鈴木千裕(以下同)「金原選手は自分自身の欠点をわかっていて、そこをキチンと補っている。彼は『俺はもうこれ以上強くなることはない。ただ、弱くなっていくスピードを遅くすることはできる』と言いました。学びきったうえでの発言だと思います。自分自身を理解しているからこそ、『スタミナが落ちたから練習しよう、パワー落ちてくるからパワーの練習しよう』と自分の弱点を補うことに卓越している。だから欠点が少ないんです。金原選手は格闘技の頭脳が優れていますね」

――記者会見で金原選手に対して「引退させないといけない」と発言。この発言について教えてください。

「これは金原選手自身も言っていますが、お互い使命があるんです。後輩の使命は『先輩を引退させること』。先輩の使命は引退させられないように『後輩たちの高い壁であり続けること』です。
 
 ジムでもベテランの先輩がいて、勝ったり負けたりを繰り返しながら、引退したいけど、まだできそう、まだやりたいと思っている人たちがいる。でも格闘家を長期間続けているとパンチドランカーになる危険もあります。格闘家として過ごす時間より、引退した後の人生の方が長い。ですから先輩に引退のきっかけを作り、『俺、もう戦えないんだな。じゃあ次の世界に行こう』という後押しなんですよ。

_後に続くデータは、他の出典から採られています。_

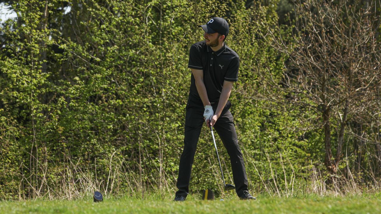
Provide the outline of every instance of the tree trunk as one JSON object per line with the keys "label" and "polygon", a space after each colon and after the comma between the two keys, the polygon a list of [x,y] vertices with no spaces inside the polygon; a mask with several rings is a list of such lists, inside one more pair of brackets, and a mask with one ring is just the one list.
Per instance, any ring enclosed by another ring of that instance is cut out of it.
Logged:
{"label": "tree trunk", "polygon": [[333,163],[333,156],[331,150],[331,127],[330,124],[330,108],[326,105],[323,107],[323,120],[324,124],[324,145],[325,145],[325,164],[328,171],[335,174],[336,167]]}

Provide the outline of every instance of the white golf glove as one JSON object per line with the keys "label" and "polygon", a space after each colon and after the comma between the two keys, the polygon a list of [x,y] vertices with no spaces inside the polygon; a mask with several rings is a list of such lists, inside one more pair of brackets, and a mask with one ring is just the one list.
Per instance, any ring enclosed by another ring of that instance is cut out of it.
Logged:
{"label": "white golf glove", "polygon": [[205,121],[208,122],[208,120],[211,119],[212,117],[214,115],[213,109],[210,105],[205,105],[205,110],[204,110],[204,117],[205,118]]}

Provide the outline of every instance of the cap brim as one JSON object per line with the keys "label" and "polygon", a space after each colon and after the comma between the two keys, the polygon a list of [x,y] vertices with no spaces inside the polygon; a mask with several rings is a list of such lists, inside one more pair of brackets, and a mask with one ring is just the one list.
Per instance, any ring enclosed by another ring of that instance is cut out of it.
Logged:
{"label": "cap brim", "polygon": [[201,27],[204,30],[204,31],[206,32],[207,34],[214,34],[216,31],[211,29],[211,27],[206,24],[203,25],[199,25],[199,27]]}

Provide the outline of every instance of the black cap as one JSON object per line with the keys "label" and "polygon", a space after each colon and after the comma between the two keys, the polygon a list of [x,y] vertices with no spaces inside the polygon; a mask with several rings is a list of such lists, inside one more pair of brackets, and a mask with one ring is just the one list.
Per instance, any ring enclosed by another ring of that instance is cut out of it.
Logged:
{"label": "black cap", "polygon": [[217,32],[227,37],[229,34],[229,25],[227,22],[222,18],[215,17],[209,20],[207,24],[200,25],[208,34],[214,34]]}

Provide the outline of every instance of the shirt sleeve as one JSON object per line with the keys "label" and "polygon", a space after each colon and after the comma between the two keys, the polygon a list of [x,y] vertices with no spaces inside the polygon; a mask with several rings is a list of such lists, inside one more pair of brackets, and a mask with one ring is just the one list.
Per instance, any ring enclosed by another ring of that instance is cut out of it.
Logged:
{"label": "shirt sleeve", "polygon": [[229,64],[225,75],[225,80],[231,82],[238,81],[238,69],[239,68],[239,57],[234,59]]}
{"label": "shirt sleeve", "polygon": [[189,50],[189,60],[188,67],[190,69],[202,70],[201,64],[201,49],[195,44],[192,45]]}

 今は勝ち続けたレジェンドたちが残っているんです。所英男さん、秋山成勲さん、青木真也さんや金原さんも、共通して全員勝ち続けています。だから、引退させるキッカケを作らなきゃいけないと僕は思っています」

――それはすごく大切な役目でもありますね。

「格闘技の中では、『師を超える』ことはリスペクトであり、恩返しでもあります。自分の先輩やレジェンドを実力で超えることは恩返しなんです」

――記者会見で、金原選手に勝つ3つのポイントは「圧倒的パワー、スタミナ、根性」だとコメントされていました。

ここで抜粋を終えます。